In the first instance, we aim to develop novel photocatalytic cascade processes capable of providing access to previously uncharted 3-D chemical space. The rapid generation of molecular complexity in this manner is particularly relevant to small-molecule drug design, where clinical candidates containing a high fraction of sp3-hybridized atoms are more likely to succeed than the 'flat', sp2-rich scaffolds that presently dominate commercial fragment libraries. We envisage that the use of recalcitrant substrates such as aryl iodides in such transformations will be facilitated by the recent advent of strongly reducing organic dye photocatalysts, which present significant cost advantages over their precious metal-based counterparts. Moreover, our strategy for engaging unactivated organyl halides in a redox-neutral photocatalytic cycle will overcome the current limitations of state-of-the-art transformations involving these readily available compounds, which are typically net-reductive.

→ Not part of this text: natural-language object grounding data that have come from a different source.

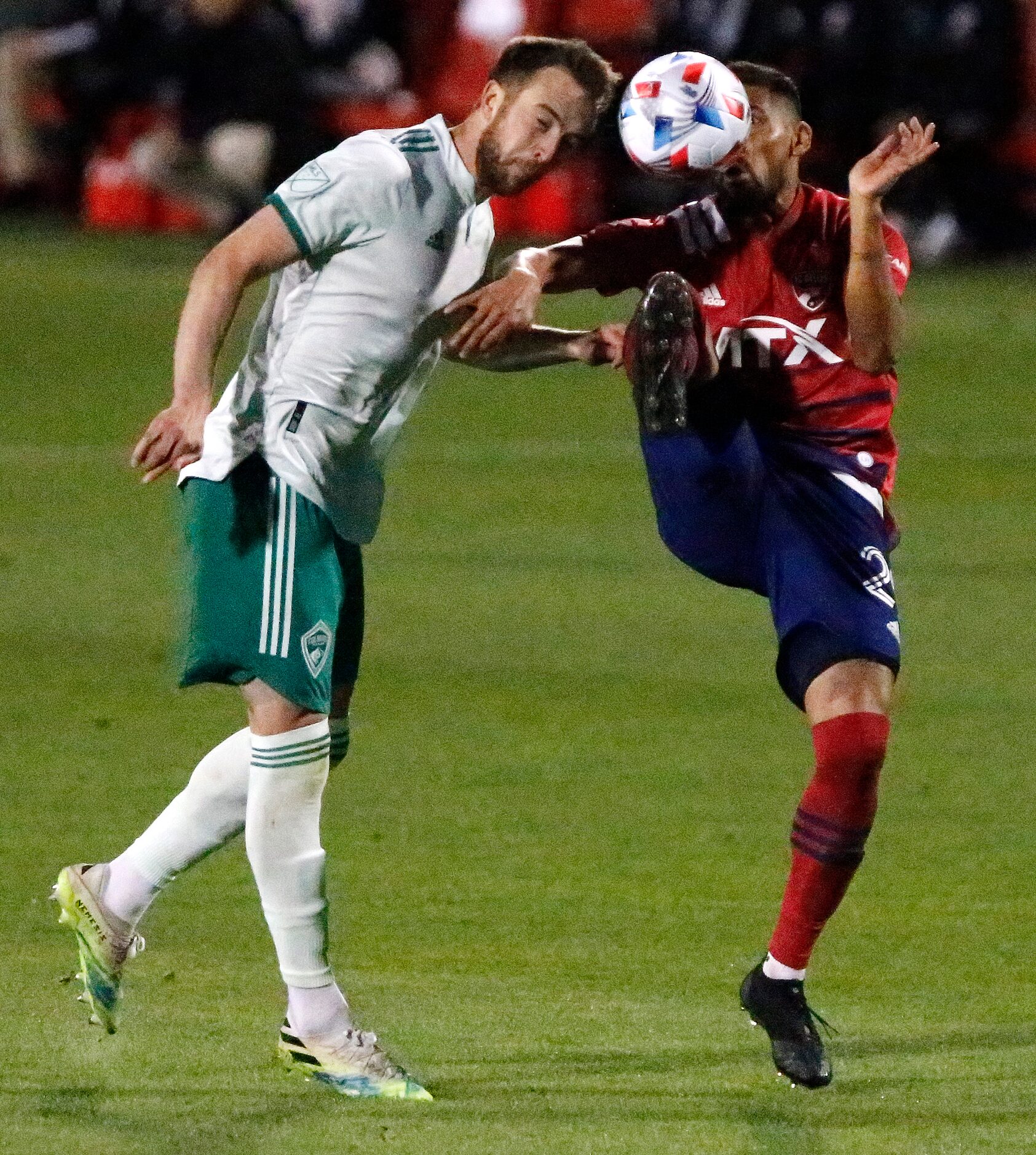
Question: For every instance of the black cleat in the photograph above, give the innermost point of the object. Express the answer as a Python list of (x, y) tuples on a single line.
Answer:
[(780, 1007), (668, 347)]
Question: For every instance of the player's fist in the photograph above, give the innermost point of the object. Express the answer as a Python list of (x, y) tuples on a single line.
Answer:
[(497, 311), (904, 148), (172, 440), (602, 346)]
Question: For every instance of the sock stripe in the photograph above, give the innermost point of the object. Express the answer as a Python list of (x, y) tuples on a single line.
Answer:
[(301, 760), (289, 748), (807, 818)]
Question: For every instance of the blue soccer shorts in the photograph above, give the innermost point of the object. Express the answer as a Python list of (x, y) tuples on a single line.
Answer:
[(737, 512)]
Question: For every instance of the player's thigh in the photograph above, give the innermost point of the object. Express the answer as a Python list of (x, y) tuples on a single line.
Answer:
[(266, 587), (707, 496), (349, 639), (831, 590), (854, 686)]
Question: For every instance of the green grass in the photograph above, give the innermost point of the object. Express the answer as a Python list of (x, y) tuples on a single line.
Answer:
[(561, 836)]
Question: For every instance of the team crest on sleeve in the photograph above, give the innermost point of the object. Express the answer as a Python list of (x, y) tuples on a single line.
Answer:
[(317, 645), (310, 180)]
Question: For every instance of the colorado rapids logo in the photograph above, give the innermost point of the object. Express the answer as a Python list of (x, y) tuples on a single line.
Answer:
[(317, 645)]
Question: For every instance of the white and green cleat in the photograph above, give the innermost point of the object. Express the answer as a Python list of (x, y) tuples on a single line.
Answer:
[(105, 942), (355, 1065)]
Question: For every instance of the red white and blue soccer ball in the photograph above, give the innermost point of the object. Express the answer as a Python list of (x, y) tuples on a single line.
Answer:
[(683, 111)]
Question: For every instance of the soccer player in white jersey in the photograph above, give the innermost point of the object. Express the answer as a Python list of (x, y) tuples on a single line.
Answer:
[(282, 484)]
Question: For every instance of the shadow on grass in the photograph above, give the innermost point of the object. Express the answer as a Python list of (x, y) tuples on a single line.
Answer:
[(946, 1042)]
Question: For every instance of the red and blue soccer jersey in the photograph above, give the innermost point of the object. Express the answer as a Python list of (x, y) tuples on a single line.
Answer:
[(777, 308)]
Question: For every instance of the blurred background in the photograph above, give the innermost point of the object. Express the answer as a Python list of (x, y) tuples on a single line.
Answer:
[(178, 116)]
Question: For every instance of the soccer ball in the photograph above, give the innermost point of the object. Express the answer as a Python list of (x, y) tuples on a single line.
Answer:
[(683, 111)]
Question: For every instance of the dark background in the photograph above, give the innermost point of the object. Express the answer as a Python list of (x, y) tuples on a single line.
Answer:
[(84, 81)]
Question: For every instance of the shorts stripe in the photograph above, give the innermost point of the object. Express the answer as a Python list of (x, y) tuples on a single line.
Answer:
[(267, 566), (290, 582), (279, 573)]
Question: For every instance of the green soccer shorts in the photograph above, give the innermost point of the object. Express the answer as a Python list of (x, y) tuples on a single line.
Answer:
[(274, 592)]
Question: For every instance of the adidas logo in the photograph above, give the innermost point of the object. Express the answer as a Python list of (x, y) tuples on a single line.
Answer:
[(712, 296)]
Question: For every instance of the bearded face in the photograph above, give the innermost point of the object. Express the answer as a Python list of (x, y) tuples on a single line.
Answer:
[(498, 175)]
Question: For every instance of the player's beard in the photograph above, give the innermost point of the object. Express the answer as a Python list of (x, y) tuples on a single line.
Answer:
[(498, 177), (743, 198)]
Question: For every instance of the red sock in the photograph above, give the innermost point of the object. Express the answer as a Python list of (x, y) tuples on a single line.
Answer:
[(831, 827)]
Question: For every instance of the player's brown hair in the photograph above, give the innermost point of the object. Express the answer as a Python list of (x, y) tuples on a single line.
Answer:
[(773, 80), (526, 56)]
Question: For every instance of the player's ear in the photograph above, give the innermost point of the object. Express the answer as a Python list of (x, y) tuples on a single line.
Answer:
[(802, 139), (491, 100)]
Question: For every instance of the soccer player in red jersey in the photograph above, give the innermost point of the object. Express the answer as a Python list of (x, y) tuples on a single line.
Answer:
[(762, 362)]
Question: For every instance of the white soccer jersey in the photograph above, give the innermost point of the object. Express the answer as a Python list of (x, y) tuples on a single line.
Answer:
[(346, 340)]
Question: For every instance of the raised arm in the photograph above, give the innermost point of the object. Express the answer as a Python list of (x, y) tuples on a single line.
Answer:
[(507, 306), (872, 301), (260, 246), (620, 255), (539, 347)]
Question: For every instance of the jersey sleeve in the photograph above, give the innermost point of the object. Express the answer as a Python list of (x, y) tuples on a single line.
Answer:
[(627, 255), (899, 256), (344, 197)]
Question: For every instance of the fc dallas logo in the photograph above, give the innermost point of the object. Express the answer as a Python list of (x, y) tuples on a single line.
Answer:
[(812, 282), (812, 287)]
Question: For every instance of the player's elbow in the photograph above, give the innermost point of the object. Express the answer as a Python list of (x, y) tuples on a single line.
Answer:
[(874, 359), (228, 266)]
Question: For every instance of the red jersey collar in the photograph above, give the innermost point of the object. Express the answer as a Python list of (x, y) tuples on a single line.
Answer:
[(795, 210)]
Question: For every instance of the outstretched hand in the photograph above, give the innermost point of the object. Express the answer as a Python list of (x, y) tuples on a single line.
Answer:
[(904, 148), (603, 346), (497, 311), (171, 442)]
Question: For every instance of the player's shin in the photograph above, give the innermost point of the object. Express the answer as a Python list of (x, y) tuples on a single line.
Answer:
[(207, 814), (282, 836), (831, 827)]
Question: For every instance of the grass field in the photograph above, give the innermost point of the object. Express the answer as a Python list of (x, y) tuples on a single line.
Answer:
[(561, 836)]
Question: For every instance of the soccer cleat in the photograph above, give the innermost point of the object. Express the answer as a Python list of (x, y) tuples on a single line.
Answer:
[(354, 1066), (105, 942), (668, 348), (780, 1007)]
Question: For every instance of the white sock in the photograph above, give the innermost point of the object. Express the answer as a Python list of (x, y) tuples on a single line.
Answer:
[(282, 836), (774, 969), (207, 814), (315, 1012)]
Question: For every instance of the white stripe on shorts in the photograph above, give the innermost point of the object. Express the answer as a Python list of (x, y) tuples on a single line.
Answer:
[(279, 573), (267, 566), (290, 582)]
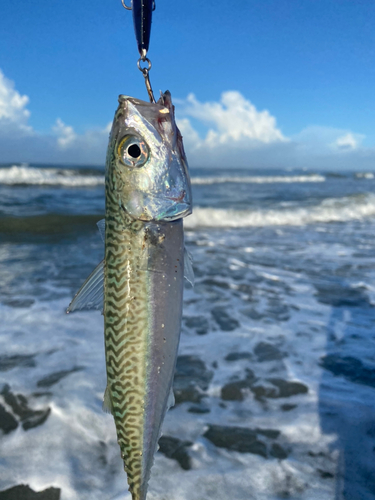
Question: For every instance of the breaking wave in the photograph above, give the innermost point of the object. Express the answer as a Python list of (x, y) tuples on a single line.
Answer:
[(24, 175), (364, 175), (356, 207), (259, 179)]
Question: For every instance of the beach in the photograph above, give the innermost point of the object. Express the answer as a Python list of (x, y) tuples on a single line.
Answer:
[(275, 379)]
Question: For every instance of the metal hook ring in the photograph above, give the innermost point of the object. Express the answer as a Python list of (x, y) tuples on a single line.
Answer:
[(147, 69), (125, 6)]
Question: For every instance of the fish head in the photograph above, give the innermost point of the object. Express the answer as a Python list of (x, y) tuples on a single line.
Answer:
[(146, 164)]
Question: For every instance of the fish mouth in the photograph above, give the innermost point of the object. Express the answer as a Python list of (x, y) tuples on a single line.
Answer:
[(179, 209)]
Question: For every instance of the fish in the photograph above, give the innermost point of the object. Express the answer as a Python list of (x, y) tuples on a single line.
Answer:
[(140, 280)]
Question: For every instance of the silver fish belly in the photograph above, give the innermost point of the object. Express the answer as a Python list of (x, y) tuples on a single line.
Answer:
[(142, 309), (140, 281)]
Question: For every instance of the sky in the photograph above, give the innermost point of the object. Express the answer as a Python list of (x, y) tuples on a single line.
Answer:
[(256, 83)]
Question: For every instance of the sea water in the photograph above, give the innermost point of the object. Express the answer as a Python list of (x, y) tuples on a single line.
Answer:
[(275, 383)]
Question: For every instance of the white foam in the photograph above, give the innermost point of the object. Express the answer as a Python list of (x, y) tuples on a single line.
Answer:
[(21, 175), (258, 179), (364, 175), (330, 210)]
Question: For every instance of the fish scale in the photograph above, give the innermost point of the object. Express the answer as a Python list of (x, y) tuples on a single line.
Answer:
[(141, 278), (126, 323)]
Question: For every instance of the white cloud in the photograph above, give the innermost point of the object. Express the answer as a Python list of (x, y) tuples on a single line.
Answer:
[(348, 141), (234, 119), (13, 112), (237, 135), (65, 133)]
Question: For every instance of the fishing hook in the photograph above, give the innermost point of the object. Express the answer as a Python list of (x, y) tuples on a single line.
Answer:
[(145, 72), (126, 7), (131, 8)]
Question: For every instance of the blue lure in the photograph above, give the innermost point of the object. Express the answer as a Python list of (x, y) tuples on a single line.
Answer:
[(142, 18)]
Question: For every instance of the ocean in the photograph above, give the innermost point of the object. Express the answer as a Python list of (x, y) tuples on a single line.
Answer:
[(275, 380)]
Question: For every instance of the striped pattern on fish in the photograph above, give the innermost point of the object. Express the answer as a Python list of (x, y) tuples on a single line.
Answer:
[(126, 328), (147, 189)]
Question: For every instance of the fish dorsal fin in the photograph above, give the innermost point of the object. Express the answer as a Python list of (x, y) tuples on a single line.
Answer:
[(91, 293), (101, 227), (107, 403), (188, 267)]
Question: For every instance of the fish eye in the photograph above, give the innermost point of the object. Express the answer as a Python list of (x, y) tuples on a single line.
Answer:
[(133, 151)]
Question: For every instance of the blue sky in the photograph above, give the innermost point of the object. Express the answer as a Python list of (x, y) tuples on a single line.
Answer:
[(272, 83)]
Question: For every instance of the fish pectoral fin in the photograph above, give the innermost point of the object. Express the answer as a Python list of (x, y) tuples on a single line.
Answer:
[(188, 267), (107, 403), (101, 227), (91, 293), (171, 400)]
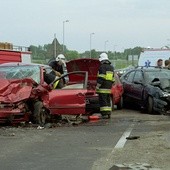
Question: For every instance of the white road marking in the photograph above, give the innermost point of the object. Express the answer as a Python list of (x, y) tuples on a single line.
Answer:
[(122, 140)]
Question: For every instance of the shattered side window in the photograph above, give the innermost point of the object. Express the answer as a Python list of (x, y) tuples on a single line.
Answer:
[(162, 73), (20, 72)]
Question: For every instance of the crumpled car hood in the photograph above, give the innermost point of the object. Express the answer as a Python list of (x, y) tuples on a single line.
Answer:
[(84, 64), (12, 91)]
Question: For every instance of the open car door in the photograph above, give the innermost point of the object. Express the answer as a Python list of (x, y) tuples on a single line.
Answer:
[(71, 99)]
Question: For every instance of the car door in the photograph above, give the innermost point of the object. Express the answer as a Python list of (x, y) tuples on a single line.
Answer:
[(137, 86), (71, 99), (127, 82)]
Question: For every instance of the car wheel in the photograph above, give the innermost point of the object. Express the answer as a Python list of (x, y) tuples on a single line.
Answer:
[(120, 104), (39, 113), (150, 105)]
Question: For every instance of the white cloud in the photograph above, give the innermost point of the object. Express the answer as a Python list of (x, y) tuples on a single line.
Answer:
[(125, 23)]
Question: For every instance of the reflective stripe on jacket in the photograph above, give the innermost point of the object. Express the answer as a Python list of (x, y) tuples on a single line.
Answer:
[(100, 90), (105, 109)]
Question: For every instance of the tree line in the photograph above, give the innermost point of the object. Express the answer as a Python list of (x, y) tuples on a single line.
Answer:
[(46, 52)]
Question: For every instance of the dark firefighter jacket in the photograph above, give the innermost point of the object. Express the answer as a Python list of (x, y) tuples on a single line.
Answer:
[(105, 77)]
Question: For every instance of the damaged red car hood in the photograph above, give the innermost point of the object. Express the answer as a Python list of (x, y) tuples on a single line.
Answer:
[(84, 64)]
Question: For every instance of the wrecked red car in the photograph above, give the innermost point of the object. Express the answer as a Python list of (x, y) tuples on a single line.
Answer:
[(26, 96)]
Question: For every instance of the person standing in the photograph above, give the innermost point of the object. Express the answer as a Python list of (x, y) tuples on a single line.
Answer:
[(57, 66), (105, 80)]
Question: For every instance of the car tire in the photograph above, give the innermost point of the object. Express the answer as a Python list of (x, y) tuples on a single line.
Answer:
[(150, 105), (120, 104), (39, 113)]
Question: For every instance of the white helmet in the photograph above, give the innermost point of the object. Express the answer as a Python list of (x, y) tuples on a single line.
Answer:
[(62, 58), (103, 56)]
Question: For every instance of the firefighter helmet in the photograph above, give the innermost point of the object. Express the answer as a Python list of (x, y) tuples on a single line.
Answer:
[(61, 58), (103, 56)]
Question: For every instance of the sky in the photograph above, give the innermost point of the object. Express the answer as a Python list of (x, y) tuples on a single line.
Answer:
[(116, 24)]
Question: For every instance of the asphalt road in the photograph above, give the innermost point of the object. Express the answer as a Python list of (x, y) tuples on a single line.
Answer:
[(87, 146)]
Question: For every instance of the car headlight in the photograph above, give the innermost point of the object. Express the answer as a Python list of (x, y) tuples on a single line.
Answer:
[(165, 94)]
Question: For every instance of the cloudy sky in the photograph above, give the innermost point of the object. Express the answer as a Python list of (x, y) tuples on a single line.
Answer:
[(116, 24)]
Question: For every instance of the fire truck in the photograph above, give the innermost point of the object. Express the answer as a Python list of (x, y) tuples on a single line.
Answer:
[(11, 53)]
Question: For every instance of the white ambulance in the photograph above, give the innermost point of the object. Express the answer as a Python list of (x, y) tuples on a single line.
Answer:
[(150, 56)]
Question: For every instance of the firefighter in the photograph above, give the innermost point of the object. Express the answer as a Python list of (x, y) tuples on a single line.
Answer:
[(57, 66), (105, 80)]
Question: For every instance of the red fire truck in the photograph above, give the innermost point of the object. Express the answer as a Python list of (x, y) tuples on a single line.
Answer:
[(11, 53)]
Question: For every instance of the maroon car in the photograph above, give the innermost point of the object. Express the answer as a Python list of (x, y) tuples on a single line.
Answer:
[(25, 95)]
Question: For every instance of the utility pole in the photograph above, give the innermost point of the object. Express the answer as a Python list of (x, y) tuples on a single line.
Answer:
[(55, 48), (90, 42)]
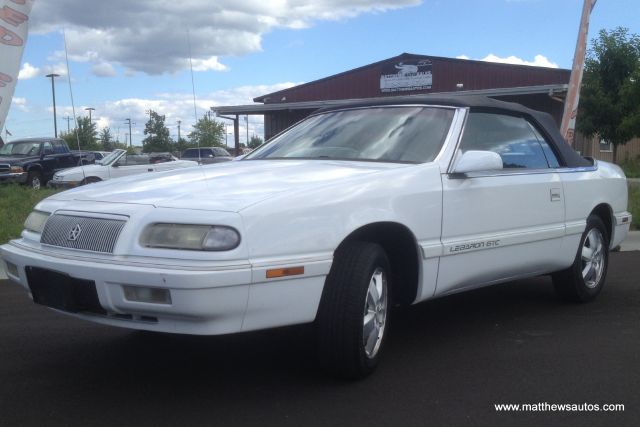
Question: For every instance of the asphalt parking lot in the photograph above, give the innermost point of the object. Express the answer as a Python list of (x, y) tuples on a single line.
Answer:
[(447, 363)]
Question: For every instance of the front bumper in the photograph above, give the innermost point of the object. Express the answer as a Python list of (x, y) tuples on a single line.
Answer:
[(204, 301), (20, 177)]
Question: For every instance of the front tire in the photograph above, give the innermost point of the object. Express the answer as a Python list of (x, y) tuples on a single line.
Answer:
[(354, 311), (584, 280)]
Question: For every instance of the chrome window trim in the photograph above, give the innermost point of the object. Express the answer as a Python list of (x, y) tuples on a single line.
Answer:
[(512, 172), (451, 141), (502, 172)]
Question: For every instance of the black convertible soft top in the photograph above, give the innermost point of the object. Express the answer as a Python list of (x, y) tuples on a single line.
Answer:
[(543, 121)]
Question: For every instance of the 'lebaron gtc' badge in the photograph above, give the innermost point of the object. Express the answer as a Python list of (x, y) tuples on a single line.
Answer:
[(74, 233)]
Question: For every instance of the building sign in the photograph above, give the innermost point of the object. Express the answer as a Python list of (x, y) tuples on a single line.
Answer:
[(14, 17), (406, 76)]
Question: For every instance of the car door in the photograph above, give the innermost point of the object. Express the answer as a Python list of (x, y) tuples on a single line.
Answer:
[(131, 164), (64, 158), (505, 223)]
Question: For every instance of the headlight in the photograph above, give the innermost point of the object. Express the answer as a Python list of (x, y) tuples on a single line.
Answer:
[(190, 237), (36, 220)]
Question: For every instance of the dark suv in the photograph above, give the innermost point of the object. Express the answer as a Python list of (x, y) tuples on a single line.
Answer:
[(207, 155)]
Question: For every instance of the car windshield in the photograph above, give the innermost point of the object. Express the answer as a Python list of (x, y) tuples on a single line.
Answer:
[(112, 157), (407, 134), (23, 148)]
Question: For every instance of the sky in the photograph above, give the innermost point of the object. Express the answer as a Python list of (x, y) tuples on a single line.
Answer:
[(126, 57)]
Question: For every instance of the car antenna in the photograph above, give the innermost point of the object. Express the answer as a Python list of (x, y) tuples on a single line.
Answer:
[(73, 107), (193, 89)]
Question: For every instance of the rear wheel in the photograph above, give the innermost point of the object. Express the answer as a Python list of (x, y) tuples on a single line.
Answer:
[(584, 280), (354, 311), (34, 180)]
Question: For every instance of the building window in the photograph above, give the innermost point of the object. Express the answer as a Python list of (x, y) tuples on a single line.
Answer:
[(605, 146)]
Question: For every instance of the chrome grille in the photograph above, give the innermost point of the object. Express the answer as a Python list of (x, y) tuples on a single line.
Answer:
[(79, 232)]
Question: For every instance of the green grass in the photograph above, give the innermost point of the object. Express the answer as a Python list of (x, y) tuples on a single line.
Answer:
[(631, 168), (16, 202), (634, 205)]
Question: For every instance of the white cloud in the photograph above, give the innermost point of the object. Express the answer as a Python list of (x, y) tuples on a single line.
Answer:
[(210, 64), (20, 103), (28, 71), (59, 68), (538, 60), (151, 35), (103, 69)]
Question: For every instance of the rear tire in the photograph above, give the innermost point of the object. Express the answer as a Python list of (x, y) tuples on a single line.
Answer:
[(354, 311), (584, 280), (34, 180)]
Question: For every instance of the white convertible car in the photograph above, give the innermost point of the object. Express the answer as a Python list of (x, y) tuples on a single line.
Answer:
[(115, 165), (393, 201)]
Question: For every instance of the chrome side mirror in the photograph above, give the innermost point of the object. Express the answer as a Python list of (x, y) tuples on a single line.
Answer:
[(475, 161)]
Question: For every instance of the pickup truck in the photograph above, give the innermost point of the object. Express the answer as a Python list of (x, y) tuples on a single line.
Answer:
[(34, 161)]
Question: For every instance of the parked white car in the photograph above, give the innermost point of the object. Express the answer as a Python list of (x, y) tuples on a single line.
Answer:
[(397, 200), (117, 164)]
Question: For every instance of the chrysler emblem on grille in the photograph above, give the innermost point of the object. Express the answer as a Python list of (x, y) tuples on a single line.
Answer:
[(74, 233)]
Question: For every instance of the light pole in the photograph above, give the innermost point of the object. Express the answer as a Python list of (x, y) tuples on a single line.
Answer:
[(53, 91), (128, 121), (90, 109)]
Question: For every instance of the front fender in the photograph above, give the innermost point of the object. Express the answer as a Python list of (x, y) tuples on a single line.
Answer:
[(314, 222)]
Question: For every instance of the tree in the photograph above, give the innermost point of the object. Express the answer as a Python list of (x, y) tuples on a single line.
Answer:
[(255, 142), (106, 139), (609, 96), (182, 144), (207, 133), (157, 139), (85, 133)]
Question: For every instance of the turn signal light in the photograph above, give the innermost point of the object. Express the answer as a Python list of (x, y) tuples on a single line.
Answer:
[(148, 295)]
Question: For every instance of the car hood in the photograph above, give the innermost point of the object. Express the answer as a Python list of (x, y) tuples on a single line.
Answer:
[(230, 186)]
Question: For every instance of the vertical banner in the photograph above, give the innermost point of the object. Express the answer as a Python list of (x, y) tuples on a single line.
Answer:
[(14, 28), (568, 125)]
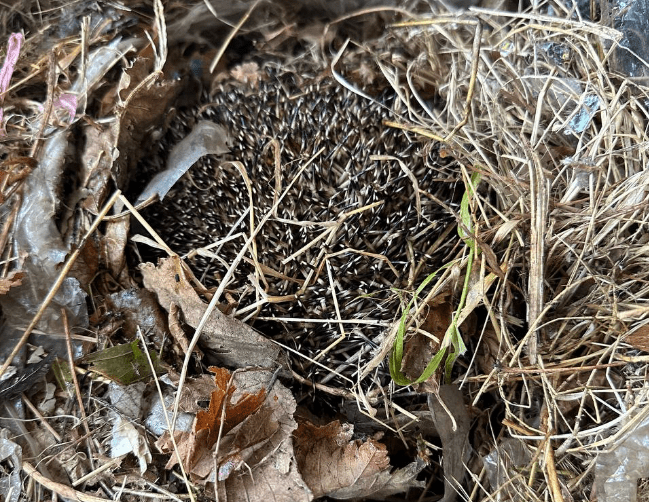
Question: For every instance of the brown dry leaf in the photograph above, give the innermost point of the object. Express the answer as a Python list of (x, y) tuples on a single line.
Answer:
[(247, 73), (453, 424), (235, 413), (235, 343), (639, 339), (114, 245), (334, 465), (13, 279), (257, 460)]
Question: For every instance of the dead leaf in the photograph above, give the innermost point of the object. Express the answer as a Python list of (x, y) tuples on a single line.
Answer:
[(247, 73), (334, 465), (258, 459), (235, 412), (255, 459), (13, 279), (234, 342), (114, 245), (639, 339), (453, 424)]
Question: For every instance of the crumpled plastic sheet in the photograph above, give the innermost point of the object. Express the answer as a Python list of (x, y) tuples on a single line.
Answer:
[(36, 236), (155, 420), (206, 138), (10, 453), (618, 469), (126, 437)]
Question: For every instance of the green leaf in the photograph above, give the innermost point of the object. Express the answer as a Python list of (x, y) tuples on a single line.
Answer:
[(125, 364)]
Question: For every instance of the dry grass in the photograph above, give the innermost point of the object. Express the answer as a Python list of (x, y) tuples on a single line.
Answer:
[(530, 103), (560, 141)]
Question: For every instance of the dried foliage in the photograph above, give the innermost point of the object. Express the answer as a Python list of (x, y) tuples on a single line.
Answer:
[(532, 289)]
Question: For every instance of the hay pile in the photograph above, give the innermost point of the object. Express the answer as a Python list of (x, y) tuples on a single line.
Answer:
[(524, 105)]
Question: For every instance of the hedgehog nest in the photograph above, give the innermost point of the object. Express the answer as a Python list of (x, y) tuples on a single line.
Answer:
[(358, 221)]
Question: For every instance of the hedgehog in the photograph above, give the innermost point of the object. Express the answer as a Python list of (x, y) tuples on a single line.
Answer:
[(359, 225)]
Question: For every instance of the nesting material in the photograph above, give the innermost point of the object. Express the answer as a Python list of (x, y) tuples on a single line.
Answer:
[(350, 226)]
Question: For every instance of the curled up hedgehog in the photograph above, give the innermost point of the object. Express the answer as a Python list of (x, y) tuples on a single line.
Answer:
[(354, 219)]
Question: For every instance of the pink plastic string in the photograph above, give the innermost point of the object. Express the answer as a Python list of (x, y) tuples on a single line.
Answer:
[(13, 50), (7, 70)]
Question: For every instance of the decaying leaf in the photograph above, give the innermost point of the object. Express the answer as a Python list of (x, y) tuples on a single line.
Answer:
[(13, 279), (255, 459), (639, 338), (235, 412), (235, 343), (453, 424), (258, 459), (421, 348), (334, 465)]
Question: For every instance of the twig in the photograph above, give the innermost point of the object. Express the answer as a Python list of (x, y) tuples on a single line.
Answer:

We also seek to identify new visible light-induced C-C and C-heteroatom bond-forming reactions catalysed by copper and other readily available transition metals. Transition metal catalysis is a well-established strategy for a wide range of cross-coupling reactions; however, this mode of activation typically relies on costly and unsustainable catalysts. Mild and stereoselective methods for industrially relevant coupling reactions that avoid high temperatures and precious metals such as palladium are therefore urgently needed to improve the cost and energy efficiency of large-scale chemical processes. We seek to address this problem by developing new photochemical methods catalysed by inexpensive base metal catalysts, such as copper, for the coupling of diverse reaction partners; in principle, these reactions could operate under metallaphotoredox catalysis (the fusion of photoredox and transition metal catalysis) or via the direct excitation of a photoresponsive transition metal complex, which is relatively unexplored.